Looking for spinal stenosis advice? I hope that our years of experience dealing with back and neck pain in both personal and professional settings will help to get you on the right path towards finding lasting relief from spinal stenosis.
This resource section will provide patients with some advice on dealing with their spinal stenosis diagnosis. This website offers far more than just free information, it also provides a community where patients can interact and share advice with one another.
Spinal Stenosis Advice Considerations
Here are some of the topical writings we have done on the subject of spinal stenosis. I hope these may be useful to you when seeking advice on the causes, symptoms and treatments for central canal stenosis and neuroforaminal stenosis:
Spinal stenosis disability is an all too common result of extreme structural change in the spine and/or the after result of failed spinal surgery.
Working with spinal stenosis can be a great challenge, particularly for those with physically grueling jobs.

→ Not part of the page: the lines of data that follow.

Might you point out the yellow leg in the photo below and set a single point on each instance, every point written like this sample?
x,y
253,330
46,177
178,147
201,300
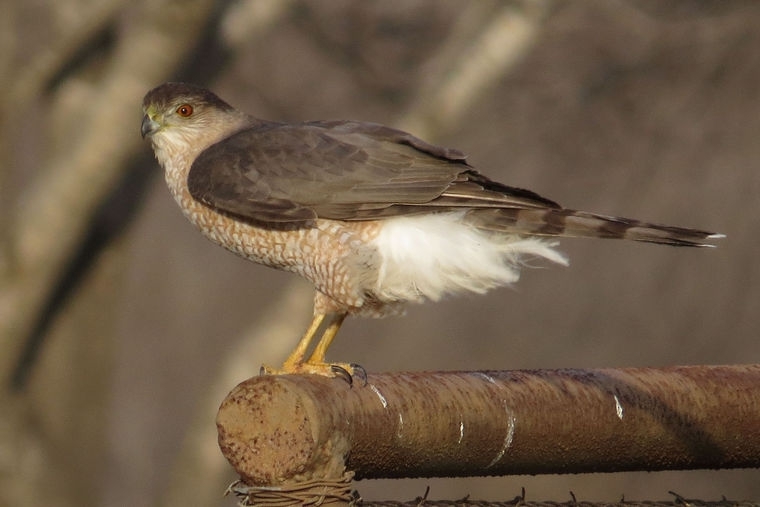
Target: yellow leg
x,y
316,364
333,326
295,358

Living with spinal stenosis takes patience and perseverance. Patients must become acclimated to ongoing adversity, mind and body.

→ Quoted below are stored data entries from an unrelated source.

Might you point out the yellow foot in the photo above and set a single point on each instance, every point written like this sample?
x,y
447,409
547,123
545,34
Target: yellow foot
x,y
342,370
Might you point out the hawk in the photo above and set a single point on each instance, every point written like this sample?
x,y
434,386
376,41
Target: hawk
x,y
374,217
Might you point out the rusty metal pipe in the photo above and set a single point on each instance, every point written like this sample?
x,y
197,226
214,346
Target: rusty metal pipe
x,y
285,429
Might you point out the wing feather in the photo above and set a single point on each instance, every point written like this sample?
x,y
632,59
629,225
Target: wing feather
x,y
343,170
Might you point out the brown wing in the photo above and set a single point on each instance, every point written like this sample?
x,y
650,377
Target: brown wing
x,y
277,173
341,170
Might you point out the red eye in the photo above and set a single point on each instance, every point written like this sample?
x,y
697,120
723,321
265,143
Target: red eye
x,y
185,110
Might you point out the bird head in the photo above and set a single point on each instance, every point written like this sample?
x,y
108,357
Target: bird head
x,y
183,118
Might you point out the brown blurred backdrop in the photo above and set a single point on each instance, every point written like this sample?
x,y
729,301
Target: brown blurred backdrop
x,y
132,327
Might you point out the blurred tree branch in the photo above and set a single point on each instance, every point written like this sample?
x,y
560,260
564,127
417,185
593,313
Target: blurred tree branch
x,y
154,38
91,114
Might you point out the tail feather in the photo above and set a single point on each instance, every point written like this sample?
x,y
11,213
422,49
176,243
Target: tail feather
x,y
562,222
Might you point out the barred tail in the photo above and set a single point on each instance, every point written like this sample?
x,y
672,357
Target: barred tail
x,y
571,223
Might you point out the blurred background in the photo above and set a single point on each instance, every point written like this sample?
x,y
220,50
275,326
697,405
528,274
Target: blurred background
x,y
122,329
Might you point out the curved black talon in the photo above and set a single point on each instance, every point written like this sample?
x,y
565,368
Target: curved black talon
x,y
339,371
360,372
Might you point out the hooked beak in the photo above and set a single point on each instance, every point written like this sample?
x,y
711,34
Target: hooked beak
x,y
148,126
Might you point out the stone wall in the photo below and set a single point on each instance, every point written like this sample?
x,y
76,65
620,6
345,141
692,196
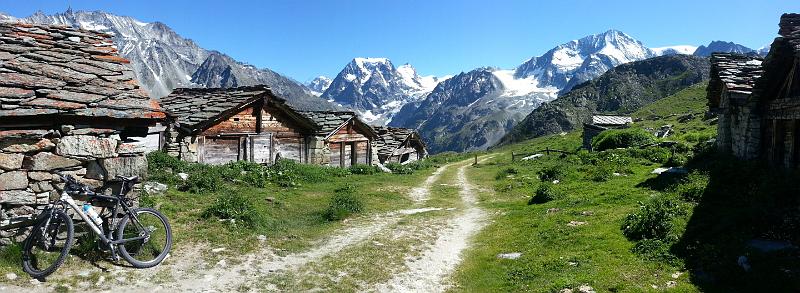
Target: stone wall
x,y
29,160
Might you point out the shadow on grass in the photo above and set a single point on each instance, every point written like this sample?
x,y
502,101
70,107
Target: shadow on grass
x,y
743,201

Elderly spinal stenosis describes normal structural changes in the spine inherent to the aging process. Most of these minor conditions are not symptomatic, but some may be.

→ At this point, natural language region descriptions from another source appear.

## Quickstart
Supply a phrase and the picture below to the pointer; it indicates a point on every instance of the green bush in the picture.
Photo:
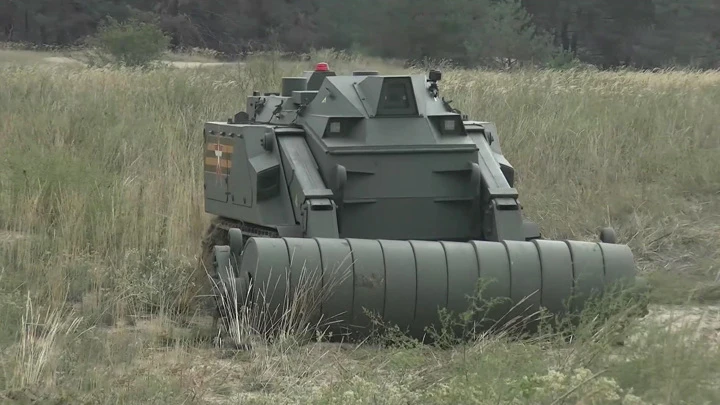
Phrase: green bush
(130, 43)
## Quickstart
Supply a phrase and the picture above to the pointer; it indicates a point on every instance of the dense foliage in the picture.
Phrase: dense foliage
(607, 33)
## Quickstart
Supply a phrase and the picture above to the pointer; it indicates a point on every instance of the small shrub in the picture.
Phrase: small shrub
(131, 43)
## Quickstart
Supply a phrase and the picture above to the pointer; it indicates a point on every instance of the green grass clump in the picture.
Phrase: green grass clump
(101, 215)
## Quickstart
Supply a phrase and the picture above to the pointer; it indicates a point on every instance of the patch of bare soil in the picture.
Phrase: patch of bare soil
(178, 64)
(702, 321)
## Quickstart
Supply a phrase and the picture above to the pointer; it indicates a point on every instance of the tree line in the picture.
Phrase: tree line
(605, 33)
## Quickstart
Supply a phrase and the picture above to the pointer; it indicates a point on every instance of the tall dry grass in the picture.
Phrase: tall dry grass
(101, 191)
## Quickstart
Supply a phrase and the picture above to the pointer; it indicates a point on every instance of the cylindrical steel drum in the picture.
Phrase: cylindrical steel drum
(406, 282)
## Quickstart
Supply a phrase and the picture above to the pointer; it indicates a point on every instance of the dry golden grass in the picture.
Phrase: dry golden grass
(101, 214)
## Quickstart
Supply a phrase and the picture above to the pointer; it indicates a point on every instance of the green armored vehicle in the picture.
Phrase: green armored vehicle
(392, 201)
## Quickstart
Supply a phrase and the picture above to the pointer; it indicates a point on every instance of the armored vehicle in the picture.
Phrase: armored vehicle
(394, 202)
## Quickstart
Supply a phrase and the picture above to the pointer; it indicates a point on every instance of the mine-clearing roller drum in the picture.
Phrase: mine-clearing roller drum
(372, 194)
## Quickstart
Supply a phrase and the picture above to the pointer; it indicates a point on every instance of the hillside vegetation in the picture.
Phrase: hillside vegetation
(101, 215)
(607, 33)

Spinal stenosis in children is a very cruel occurrence, often related to severe congenital narrowing of the canal or significant back injury.
Spinal stenosis from standing is a common symptomatic complaint for those with all forms of stenosis, since a straight spinal column produces the worst effects.
Spinal stenosis from sitting is not a common situation in which to experience symptoms and might indicate a misdiagnosis of the actual source of pain in some patients.
Spinal stenosis lying down may be easily treatable with positional alterations.
Spinal stenosis sleeping can be difficult to control, unless the patient can find a comfortable position and be sure they remain there while asleep.
Professional Spinal Stenosis Advice
Coping with spinal canal stenosis is not easy for anyone. It is even harder when you doctor has misdiagnosed you as suffering from a narrowed spinal canal, or a decreased foraminal space, when all along the anatomical changes are well within the normal and asymptomatic range, therefore dooming you to seek treatment for a scapegoat condition.
Think this never happens? How wrong you are. In fact, misdiagnosis is a literal epidemic is the back pain sector. I was a victim for years.
Just as bad is asking for information from your doctor and being blown off, regardless of the accuracy of the diagnosis. One of the most common patient complaints I receive is: “My doctor does not seem to care about me or my pain at all”. I think many of us have had this feeling; myself included.
Regardless, I still advise that it is crucial to trust your doctor and use them as your primary source of information relating to your condition. If they prove your trust to be foolish by providing misinformation, incorrect diagnosis, a bad attitude and simple callousness for your plight, then cut them loose and tell them where to go. You can find a better doctor.
Check out more of our spinal stenosis tips and use our experience to help you recover faster and better.
Usefulness of Spinal Stenosis Advice
Remember, the very fact that medicine is a business can work for you or against you. Sure, doctors will play the role of businessman far more than healer nowadays for the sake of making money, mostly at the expense of your health and future functionality. This is common and will never change. However, you can turn this business sense against them and fire them if they prove ineffective, uncaring or simply ignorant.
The rule of supply and demand states that good doctors will always have patients because people will want to be treated by them. Bad doctors will not have patients because they will eventually alienate those under their care and cause them to look elsewhere. Come on people; let’s prove this basic law of capitalism to be true.
Not happy with your physician? Get rid of them and find a good one. Make sure to let the crappy one know that they are being fired as you go and take your money with you.